Geert Lovink, free culture, and the threat of amateurisation

Marc Garrett of Furtherfield.org comments (originally in the netbehaviour mailing list) on our references to Geert Lovink’s critique of free culture:

“Lovink’s relationship with ‘free culture’ comes from a micro perspective, influenced by connections built around an active respect for the idea, and possibly a personal reliance on particular structures and frameworks, dedicated in supporting forms of ‘official’ authority. This creates a less socially grounded and intuitive understanding of why people are engaged in such things.

Things cannot always be defined through theory or through ‘officially’ culturalized platforms and condoned hierarchies alone. To be truly engaged, one has to cross over into different elements of being, connecting and touching – not necessarily because it’s part of one’s practice, but because it relates to everyday life and relational experiences as well. Thankfully, such things can’t be (wholly) measured, packaged made into chewable concepts so easily. Wherever we happen to stand in the scheme of things, we only possess part of the picture, not the whole thing.

Yet what this situation communicates to me is, that there those who feel they know or have a particular perspective of the bigger picture because of their positions in relation to their privilege, rather than their actual engagement in a field such as free culture. And what theorists and officially known individuals want, really does not matter – it’s what people want that matters precisely because they are the users the community.

“At the moment the amateurs are blocking the careers of entire generations of young professionals. With this the rich knowledge of professions is threatened to disappear (for instance those doing investigative journalism). We have to stop this talent drain and not create economies that have to live off charity. Free networks should take themselves more serious. The first step to get there should be to critically investigate the ‘ideology of the free’. New forms of production, as you call it, cost money. We need to circulate money so that it can flow into those circles that have taken up the task to seriously construct tomorrow’s tools.” (http://www.digicult.it/digimag/article.asp?id=1148)”

I disagree with the idea that amateurs are the enemy. Free culture is dictated and driven by many types of amateurs (people) and their very human behaviours; their input and influences matter just as much as anyone else’s. This may trouble those who wish to control it. Regarding the use of the term Professional “…a person who has obtained a degree in a professional field. The term professional is used more generally to denote a white collar working person, or a person who performs commercially in a field typically reserved for hobbyists or amateurs.” (http://en.wikipedia.org/wiki/Professional) Since the Internet much has changed, and recognition of a new type or class of individual has arrived. What we once knew as ‘professional’ has moved and expanded away from a singular perspective, into a more fluid and less static form or process.
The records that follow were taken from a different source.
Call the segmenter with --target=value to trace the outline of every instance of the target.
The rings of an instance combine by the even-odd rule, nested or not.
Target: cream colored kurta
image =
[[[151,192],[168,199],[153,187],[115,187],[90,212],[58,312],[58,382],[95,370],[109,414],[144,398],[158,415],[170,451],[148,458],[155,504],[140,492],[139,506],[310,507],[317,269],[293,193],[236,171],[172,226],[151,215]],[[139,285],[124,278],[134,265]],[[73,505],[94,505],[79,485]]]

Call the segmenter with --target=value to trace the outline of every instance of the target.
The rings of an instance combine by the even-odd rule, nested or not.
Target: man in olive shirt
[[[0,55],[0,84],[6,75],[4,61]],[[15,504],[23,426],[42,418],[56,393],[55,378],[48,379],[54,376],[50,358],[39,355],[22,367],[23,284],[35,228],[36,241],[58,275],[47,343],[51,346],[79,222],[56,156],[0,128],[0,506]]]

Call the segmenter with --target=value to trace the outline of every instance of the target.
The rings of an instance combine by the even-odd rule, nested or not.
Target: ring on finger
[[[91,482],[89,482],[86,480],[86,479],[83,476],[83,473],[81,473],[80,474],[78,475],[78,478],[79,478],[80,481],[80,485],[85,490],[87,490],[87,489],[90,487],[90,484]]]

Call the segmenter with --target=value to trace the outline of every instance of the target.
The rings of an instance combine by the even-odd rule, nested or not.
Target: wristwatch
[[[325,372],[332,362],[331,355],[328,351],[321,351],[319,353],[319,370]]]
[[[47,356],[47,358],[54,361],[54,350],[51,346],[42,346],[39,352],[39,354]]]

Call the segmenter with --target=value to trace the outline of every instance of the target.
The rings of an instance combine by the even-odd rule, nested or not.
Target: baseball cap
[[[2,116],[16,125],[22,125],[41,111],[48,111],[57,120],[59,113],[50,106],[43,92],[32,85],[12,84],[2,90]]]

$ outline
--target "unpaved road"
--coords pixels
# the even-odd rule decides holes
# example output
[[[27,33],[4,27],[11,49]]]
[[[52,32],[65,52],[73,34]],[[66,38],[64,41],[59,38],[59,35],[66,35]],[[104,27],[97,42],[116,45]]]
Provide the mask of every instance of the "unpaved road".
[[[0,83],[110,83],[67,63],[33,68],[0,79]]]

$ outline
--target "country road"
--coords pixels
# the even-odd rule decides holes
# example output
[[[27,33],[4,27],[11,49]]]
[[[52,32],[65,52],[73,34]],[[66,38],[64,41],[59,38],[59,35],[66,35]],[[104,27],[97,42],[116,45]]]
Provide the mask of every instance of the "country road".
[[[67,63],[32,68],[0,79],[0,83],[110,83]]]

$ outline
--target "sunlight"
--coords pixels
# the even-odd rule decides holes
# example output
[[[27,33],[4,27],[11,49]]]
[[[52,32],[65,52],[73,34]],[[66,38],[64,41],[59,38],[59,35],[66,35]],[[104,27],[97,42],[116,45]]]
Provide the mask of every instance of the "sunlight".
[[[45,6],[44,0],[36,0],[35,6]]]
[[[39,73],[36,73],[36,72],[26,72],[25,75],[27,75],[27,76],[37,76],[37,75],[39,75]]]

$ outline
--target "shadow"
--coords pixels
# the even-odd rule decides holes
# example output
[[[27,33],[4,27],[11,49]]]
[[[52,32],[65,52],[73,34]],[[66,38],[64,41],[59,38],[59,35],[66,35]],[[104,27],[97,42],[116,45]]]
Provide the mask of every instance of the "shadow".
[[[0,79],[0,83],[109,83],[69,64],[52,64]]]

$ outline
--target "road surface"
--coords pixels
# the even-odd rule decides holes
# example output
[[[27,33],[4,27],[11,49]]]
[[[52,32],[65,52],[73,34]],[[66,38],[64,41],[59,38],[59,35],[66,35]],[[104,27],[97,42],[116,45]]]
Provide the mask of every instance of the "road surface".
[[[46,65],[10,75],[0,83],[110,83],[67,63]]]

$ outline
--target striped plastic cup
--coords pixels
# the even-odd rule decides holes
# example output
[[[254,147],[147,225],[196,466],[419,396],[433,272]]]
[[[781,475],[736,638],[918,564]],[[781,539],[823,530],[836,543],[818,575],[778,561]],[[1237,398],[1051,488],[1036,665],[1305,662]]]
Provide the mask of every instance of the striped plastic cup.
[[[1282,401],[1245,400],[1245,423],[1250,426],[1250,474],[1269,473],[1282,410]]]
This means that new types of people can take control of culture in ways which incorporate in their behaviours, paradigms that recreate social contexts according to their actions, via networked connectivities and infiltration of older orders. This shift is not always positive, but it is also not always bad. It is a reassembling of different infrastructures and free culture has played a large part in creating this change. Perhaps we need alternative ways of appreciating this shift, with new definitions that work to actively accept this new reality; a term less defined from an absolutist vision to a realisation that works to include different levels of understanding beyond mechanistic and top-down positioning. A more lateral view, to allow voices of others who have not chosen to fit into the more traditional role of ‘professional’, yet at the same time offer just as much a valid input.
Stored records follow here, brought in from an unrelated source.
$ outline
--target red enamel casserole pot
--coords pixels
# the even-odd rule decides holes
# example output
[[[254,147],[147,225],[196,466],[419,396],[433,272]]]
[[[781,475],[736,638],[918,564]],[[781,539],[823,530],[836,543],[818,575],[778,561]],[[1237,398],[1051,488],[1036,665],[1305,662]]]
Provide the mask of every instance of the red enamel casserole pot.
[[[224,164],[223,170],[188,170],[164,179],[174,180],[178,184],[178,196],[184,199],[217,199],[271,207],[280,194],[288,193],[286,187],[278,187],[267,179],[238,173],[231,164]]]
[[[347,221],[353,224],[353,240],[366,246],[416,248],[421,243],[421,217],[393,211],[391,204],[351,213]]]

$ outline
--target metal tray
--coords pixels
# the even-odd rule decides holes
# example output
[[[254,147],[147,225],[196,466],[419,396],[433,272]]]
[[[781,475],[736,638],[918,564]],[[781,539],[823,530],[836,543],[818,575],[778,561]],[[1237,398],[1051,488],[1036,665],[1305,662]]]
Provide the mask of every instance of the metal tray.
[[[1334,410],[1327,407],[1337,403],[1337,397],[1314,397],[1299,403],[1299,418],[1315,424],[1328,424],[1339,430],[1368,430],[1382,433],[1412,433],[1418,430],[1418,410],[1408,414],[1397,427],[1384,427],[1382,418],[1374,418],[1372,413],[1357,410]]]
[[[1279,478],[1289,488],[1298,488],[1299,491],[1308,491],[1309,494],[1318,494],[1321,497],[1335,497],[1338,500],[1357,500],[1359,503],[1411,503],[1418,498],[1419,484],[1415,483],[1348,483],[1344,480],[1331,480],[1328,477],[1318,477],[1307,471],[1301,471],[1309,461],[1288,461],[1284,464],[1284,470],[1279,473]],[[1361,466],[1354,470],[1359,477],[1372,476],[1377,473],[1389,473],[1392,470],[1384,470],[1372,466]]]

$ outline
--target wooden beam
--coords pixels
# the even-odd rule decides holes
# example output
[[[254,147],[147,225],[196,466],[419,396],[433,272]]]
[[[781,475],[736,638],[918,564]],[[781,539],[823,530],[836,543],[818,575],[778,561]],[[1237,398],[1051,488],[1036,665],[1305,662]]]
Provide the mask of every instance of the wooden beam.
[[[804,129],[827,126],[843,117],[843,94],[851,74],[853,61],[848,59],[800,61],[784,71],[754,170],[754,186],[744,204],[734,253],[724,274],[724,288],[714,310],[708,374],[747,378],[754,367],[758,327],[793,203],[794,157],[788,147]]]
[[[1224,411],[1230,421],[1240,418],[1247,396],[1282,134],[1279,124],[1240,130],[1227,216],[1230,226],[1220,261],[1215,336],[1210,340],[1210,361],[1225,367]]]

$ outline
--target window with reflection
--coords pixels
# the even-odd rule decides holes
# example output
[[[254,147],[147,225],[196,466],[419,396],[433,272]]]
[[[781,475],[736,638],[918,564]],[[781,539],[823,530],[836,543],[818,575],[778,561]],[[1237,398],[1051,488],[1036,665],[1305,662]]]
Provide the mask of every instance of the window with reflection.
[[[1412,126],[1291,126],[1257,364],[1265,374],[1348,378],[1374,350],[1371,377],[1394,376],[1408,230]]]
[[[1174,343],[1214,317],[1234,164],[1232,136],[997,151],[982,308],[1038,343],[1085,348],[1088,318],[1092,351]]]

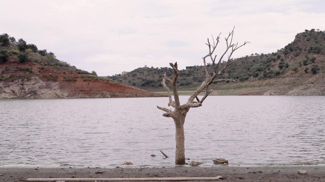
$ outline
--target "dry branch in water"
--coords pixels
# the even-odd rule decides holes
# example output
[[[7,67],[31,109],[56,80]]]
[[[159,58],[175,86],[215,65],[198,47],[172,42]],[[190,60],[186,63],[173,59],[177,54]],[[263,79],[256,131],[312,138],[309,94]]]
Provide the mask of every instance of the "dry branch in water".
[[[245,41],[241,45],[239,45],[238,42],[236,43],[233,43],[233,38],[234,35],[234,30],[229,32],[227,38],[225,38],[226,40],[227,47],[226,50],[222,55],[220,56],[218,62],[216,63],[215,60],[217,55],[213,56],[213,54],[220,42],[220,33],[217,37],[215,40],[212,36],[213,40],[213,44],[211,44],[209,39],[208,39],[208,43],[205,44],[208,46],[209,48],[209,53],[205,56],[202,58],[203,59],[203,63],[204,65],[204,70],[205,72],[205,75],[203,75],[204,78],[204,80],[201,85],[198,87],[196,90],[190,96],[187,103],[183,105],[181,105],[179,102],[179,99],[176,87],[177,79],[178,76],[178,71],[177,69],[177,62],[175,64],[171,63],[169,65],[173,68],[173,77],[171,79],[167,77],[166,73],[161,74],[162,77],[162,81],[161,83],[167,91],[169,101],[167,104],[168,106],[171,106],[174,108],[174,110],[172,108],[168,109],[165,108],[162,108],[157,106],[157,108],[166,112],[162,114],[162,116],[165,117],[170,117],[173,119],[175,123],[176,128],[176,150],[175,155],[175,163],[176,165],[183,165],[185,164],[185,149],[184,146],[184,142],[185,138],[184,136],[184,124],[185,122],[185,118],[186,114],[191,108],[197,108],[202,106],[202,103],[209,95],[213,90],[209,90],[209,86],[213,83],[216,83],[220,82],[237,82],[236,80],[231,79],[224,79],[224,78],[228,76],[228,74],[224,73],[223,71],[229,65],[233,63],[234,61],[233,61],[231,59],[232,54],[236,50],[245,45],[249,42]],[[229,51],[230,53],[228,56],[227,62],[223,67],[217,71],[220,63],[223,58],[225,55]],[[209,74],[207,66],[206,59],[208,57],[210,58],[213,66],[214,72],[212,75]],[[220,76],[221,77],[216,79],[217,77]],[[173,94],[174,96],[174,100],[173,101],[170,90],[169,88],[166,85],[166,81],[167,81],[171,86],[173,89]],[[200,100],[198,97],[199,94],[202,92],[205,92],[205,94],[203,96],[201,100]],[[194,99],[196,99],[196,101]]]
[[[166,154],[165,154],[164,153],[162,152],[162,151],[160,151],[160,152],[162,153],[162,155],[164,155],[164,156],[165,156],[165,158],[168,158],[168,157],[168,157],[168,156],[167,156],[167,155],[166,155]]]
It is not honourable or progressive (or even humane) to ‘only’ accept those who have conformed to a particular process and function of being, when their skills are just as imaginative and effective culturally. Many of these so called amateurs possess critical skills and awareness of the world and have theories, which are ‘as’ relevant as those who hold official status. If a true representation of this fact is not considered or not allowed to breath freely, then we need to accept and know that such stances declare a political reasoning and a desire for a more conservative world, where division is the method of control to maintain social order so to keep these ‘upstarts’ in their place, as an ‘unprofessional’ and unworthy class.
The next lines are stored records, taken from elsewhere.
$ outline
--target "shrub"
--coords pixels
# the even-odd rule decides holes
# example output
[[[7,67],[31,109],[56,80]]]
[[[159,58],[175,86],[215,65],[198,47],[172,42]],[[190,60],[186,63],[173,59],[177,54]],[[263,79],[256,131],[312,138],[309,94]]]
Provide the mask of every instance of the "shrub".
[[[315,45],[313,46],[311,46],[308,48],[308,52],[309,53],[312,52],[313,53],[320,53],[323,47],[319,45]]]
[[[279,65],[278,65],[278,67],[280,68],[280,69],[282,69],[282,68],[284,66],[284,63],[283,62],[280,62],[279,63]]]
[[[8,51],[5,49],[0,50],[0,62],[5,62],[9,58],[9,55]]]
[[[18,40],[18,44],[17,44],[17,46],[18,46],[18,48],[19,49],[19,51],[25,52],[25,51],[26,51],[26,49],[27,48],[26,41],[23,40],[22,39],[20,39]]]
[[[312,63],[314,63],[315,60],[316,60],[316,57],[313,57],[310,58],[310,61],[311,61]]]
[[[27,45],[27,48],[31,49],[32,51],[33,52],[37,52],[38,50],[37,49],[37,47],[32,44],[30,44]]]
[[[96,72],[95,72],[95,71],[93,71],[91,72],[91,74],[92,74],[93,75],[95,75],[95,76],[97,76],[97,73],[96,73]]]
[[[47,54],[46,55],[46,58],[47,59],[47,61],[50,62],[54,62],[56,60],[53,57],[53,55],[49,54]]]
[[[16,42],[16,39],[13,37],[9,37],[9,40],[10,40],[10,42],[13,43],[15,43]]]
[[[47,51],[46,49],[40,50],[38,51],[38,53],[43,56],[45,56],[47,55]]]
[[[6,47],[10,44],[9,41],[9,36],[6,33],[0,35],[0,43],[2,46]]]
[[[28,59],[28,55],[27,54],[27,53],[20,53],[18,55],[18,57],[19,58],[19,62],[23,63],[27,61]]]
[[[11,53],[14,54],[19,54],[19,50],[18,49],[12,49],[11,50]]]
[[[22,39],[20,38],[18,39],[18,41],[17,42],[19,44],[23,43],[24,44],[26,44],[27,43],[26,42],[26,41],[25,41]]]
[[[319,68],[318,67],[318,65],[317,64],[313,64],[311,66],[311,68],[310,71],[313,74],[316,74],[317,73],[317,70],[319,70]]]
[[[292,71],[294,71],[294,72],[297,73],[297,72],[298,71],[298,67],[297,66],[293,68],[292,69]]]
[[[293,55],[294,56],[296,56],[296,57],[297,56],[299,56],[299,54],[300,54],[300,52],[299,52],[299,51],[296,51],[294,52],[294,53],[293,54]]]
The other thing is that, critical engagement does not always have to be defined through specific groups of people. Creating a professional class may sound like a pretty decent idea to some, but for something to really have social significance and a cultural life, it needs to be allowed to live beyond a hermetically sealed vacuum.

Having said all this, I feel that is Geert as an individual does propose some interesting arguments. What he proposes may not necessarily sit right, but they address important questions around how and why things ‘should’ always be free. If we want something to be free, perhaps the motives and ideas need to be explored more regularly or more deeply, rather than everyone just accepting and adopting the idea of it as ‘a be all and end all’. It’s a bit like accepting democracy without knowing why its there in the first place – perhaps we just need to remind ourselves why we have it.”